(HOST) The Army has recently announced that suicides within its ranks have reached the highest level in 28 years. It’s a statistic that neither shocks nor surprises commentator Larry Doane.
(DOANE) The American military, and particularly the Army, has been under an unprecedented level of strain since 2001. This is not a complaint or a cry of alarm. America’s fighting forces are all volunteers, and they’re well aware of just what they’re volunteering for. But we all must understand, citizen and soldier alike, that when our country goes to war a price must be paid – and not only in the visible "blood and treasure" so often referred to in politicians’ speeches.

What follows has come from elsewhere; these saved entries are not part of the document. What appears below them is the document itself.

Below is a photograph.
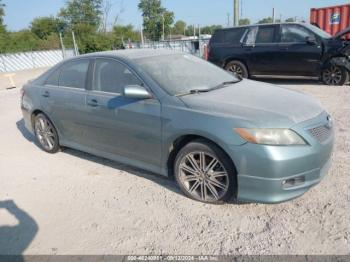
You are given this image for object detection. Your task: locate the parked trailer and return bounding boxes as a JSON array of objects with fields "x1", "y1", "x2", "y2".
[{"x1": 310, "y1": 4, "x2": 350, "y2": 38}]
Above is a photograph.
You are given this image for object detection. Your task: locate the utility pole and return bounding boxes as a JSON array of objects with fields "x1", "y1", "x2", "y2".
[
  {"x1": 193, "y1": 24, "x2": 195, "y2": 37},
  {"x1": 140, "y1": 25, "x2": 144, "y2": 46},
  {"x1": 227, "y1": 13, "x2": 230, "y2": 27},
  {"x1": 162, "y1": 14, "x2": 165, "y2": 41},
  {"x1": 59, "y1": 32, "x2": 65, "y2": 58},
  {"x1": 272, "y1": 8, "x2": 275, "y2": 23},
  {"x1": 71, "y1": 31, "x2": 79, "y2": 56},
  {"x1": 233, "y1": 0, "x2": 239, "y2": 26}
]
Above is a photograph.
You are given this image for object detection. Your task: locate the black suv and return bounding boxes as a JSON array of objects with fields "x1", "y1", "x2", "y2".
[{"x1": 208, "y1": 23, "x2": 350, "y2": 85}]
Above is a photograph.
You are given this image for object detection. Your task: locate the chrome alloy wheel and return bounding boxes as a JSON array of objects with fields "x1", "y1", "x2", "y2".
[
  {"x1": 34, "y1": 116, "x2": 56, "y2": 151},
  {"x1": 322, "y1": 65, "x2": 343, "y2": 85},
  {"x1": 178, "y1": 152, "x2": 229, "y2": 202}
]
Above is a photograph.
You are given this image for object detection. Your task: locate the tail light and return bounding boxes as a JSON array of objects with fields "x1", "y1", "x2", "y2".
[{"x1": 204, "y1": 44, "x2": 209, "y2": 60}]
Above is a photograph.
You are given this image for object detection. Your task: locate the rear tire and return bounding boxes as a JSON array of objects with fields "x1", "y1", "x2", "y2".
[
  {"x1": 174, "y1": 139, "x2": 236, "y2": 204},
  {"x1": 322, "y1": 65, "x2": 349, "y2": 86},
  {"x1": 225, "y1": 60, "x2": 249, "y2": 79},
  {"x1": 34, "y1": 113, "x2": 60, "y2": 154}
]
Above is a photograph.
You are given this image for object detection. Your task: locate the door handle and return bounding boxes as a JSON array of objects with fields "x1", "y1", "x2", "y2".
[
  {"x1": 87, "y1": 99, "x2": 99, "y2": 107},
  {"x1": 42, "y1": 91, "x2": 50, "y2": 98}
]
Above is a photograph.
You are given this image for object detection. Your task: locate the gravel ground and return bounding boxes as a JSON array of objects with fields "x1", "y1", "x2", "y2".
[{"x1": 0, "y1": 68, "x2": 349, "y2": 255}]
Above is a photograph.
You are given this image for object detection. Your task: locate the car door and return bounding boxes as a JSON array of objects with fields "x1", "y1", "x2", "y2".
[
  {"x1": 242, "y1": 25, "x2": 280, "y2": 75},
  {"x1": 40, "y1": 59, "x2": 91, "y2": 145},
  {"x1": 275, "y1": 24, "x2": 323, "y2": 76},
  {"x1": 85, "y1": 58, "x2": 162, "y2": 169}
]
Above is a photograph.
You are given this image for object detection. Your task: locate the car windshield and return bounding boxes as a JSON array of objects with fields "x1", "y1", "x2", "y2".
[
  {"x1": 135, "y1": 54, "x2": 238, "y2": 96},
  {"x1": 304, "y1": 23, "x2": 332, "y2": 39}
]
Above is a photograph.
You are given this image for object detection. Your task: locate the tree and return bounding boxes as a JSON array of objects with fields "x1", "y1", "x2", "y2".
[
  {"x1": 173, "y1": 20, "x2": 186, "y2": 35},
  {"x1": 138, "y1": 0, "x2": 174, "y2": 41},
  {"x1": 59, "y1": 0, "x2": 103, "y2": 30},
  {"x1": 257, "y1": 17, "x2": 274, "y2": 24},
  {"x1": 201, "y1": 25, "x2": 222, "y2": 35},
  {"x1": 285, "y1": 17, "x2": 295, "y2": 22},
  {"x1": 0, "y1": 0, "x2": 6, "y2": 33},
  {"x1": 113, "y1": 24, "x2": 140, "y2": 42},
  {"x1": 31, "y1": 16, "x2": 64, "y2": 39},
  {"x1": 239, "y1": 18, "x2": 250, "y2": 26},
  {"x1": 101, "y1": 0, "x2": 125, "y2": 32}
]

During my military service, I’ve lost as many fellow soldiers to suicide as I have to IEDs or ambushes or mortar attacks. And suicide leaves me nothing to maneuver against, no hostile position to suppress and destroy. Instead I grapple with unseen demons – frustrated by an enemy that holds no ground save the shifting terrain of a troubled soldier’s mind. And while the long war we are engaged in is certainly a factor in every one of our suicides, it is almost never the only factor, or even the primary one. Instead, soldiers find themselves on the dark path towards suicide for the same reasons that anyone might. Events like the failure of a marriage or relationship, financial strain, or the death of a loved one are often at the core of a soldier’s depression – as they would be for anyone.

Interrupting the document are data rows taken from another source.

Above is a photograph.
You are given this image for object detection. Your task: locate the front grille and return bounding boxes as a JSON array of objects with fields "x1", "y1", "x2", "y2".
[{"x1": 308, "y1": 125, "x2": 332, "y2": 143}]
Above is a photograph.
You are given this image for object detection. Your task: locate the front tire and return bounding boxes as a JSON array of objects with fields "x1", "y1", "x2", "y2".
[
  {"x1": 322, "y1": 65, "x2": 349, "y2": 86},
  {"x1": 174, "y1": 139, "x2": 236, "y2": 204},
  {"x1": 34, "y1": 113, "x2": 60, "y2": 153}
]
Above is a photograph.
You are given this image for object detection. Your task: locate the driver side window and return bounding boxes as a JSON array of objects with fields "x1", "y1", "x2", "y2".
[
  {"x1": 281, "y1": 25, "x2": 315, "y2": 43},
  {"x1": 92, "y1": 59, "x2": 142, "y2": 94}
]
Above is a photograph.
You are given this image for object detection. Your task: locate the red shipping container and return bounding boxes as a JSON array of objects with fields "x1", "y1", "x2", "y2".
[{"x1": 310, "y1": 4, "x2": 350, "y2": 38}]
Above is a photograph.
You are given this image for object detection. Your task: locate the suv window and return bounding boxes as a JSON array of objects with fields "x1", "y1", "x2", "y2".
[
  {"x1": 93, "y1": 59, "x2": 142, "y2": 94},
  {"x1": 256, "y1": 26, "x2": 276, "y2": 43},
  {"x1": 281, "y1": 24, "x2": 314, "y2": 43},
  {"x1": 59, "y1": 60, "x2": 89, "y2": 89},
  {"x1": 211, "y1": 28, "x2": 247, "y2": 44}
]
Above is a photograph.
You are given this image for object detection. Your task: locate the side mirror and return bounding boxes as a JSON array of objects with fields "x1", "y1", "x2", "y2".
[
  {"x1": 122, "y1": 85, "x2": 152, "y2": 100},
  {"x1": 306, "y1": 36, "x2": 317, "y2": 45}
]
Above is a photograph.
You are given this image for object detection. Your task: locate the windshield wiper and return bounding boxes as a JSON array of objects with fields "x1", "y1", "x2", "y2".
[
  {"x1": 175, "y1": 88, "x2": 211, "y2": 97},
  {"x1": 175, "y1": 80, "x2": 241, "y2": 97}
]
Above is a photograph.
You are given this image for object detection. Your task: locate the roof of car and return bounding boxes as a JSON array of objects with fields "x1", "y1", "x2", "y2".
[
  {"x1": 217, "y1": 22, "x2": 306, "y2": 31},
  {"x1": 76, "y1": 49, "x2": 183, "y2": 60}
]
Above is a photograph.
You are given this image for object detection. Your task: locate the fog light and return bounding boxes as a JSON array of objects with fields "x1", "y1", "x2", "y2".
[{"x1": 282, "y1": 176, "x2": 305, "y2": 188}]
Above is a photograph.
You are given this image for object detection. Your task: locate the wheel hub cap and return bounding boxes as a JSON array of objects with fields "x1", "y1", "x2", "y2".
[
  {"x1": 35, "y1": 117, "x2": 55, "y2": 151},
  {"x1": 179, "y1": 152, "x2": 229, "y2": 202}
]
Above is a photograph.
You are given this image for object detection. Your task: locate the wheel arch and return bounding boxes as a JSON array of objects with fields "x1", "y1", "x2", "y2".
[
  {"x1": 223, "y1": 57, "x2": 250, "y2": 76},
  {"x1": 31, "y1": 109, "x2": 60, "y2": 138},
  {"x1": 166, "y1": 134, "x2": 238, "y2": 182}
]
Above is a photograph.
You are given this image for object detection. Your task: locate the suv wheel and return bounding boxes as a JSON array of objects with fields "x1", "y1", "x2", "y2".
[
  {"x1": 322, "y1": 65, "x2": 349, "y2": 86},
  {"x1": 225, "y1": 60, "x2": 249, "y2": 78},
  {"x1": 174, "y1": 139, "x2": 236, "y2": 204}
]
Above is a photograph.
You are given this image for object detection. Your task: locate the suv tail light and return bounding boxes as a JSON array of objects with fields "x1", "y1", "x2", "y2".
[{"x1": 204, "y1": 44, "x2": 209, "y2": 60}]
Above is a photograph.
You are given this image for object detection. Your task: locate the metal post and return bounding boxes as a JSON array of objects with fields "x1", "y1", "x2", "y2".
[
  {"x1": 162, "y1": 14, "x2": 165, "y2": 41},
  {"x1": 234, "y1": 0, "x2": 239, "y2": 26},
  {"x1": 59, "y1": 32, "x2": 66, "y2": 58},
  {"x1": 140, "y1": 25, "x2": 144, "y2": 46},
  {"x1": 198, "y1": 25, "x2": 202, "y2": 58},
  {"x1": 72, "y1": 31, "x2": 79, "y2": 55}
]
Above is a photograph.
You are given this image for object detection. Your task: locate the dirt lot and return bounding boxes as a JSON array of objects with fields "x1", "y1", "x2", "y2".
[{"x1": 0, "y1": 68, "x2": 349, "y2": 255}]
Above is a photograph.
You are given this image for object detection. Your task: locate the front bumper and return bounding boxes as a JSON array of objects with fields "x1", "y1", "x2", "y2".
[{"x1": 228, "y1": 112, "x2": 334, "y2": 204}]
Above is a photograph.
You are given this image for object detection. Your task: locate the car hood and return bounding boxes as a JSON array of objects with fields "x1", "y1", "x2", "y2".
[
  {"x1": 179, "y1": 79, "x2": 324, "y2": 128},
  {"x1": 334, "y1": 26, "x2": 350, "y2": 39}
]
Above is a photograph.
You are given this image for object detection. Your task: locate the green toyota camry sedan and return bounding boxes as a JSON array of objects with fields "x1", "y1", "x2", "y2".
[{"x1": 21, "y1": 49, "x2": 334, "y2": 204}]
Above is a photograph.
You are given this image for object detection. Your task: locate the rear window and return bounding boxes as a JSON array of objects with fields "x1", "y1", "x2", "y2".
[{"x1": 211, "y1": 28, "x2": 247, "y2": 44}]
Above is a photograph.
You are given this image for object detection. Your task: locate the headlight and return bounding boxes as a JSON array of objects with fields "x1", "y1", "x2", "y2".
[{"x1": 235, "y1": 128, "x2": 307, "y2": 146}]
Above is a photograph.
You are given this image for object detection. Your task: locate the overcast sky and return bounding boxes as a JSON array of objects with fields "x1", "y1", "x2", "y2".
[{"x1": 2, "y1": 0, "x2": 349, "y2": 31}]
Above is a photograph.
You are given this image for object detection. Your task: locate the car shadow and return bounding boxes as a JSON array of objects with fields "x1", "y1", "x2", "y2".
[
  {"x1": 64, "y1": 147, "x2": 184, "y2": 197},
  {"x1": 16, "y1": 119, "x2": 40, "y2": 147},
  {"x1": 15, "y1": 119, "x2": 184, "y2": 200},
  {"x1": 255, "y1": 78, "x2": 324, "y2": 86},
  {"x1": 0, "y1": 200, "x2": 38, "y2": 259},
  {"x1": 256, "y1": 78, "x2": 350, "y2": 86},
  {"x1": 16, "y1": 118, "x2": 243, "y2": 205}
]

I can understand how an overwhelming sense of isolation and hopelessness can put the idea of suicide in a person’s mind. But these feelings are especially dangerous to a soldier. From the day we put on our first pair of boots we are taught that every one of us is a member of a team, first and foremost. We learn to always watch each other’s back – to go nowhere alone, and to leave no one behind. From the first day of service to the last, soldiers are always part of a unit, an organization greater than themselves. To lose this camaraderie – this feeling of belonging and purpose – is a terrible thing for a soldier. It’s easy to see how tempting it would be to escape through suicide.
But it’s a hard subject to bring up – and harder still to convince a soldier that seeking help is not synonymous with weakness. Still, it must be done – not just by the military or the government – but by all of us.
There are veterans struggling with isolation and depression in all of our communities. And they need more than just counseling centers and the VA. They need support from friends, neighbors and the community at large. We must honor their courage with our own and find the words to persuade them that seeking help is a sign of strength. We must step forward, just as they did, and offer our hand when it’s needed – and not wait until it’s asked for. We must keep the promise made to them on their first day of service – that no matter what we will not leave them behind.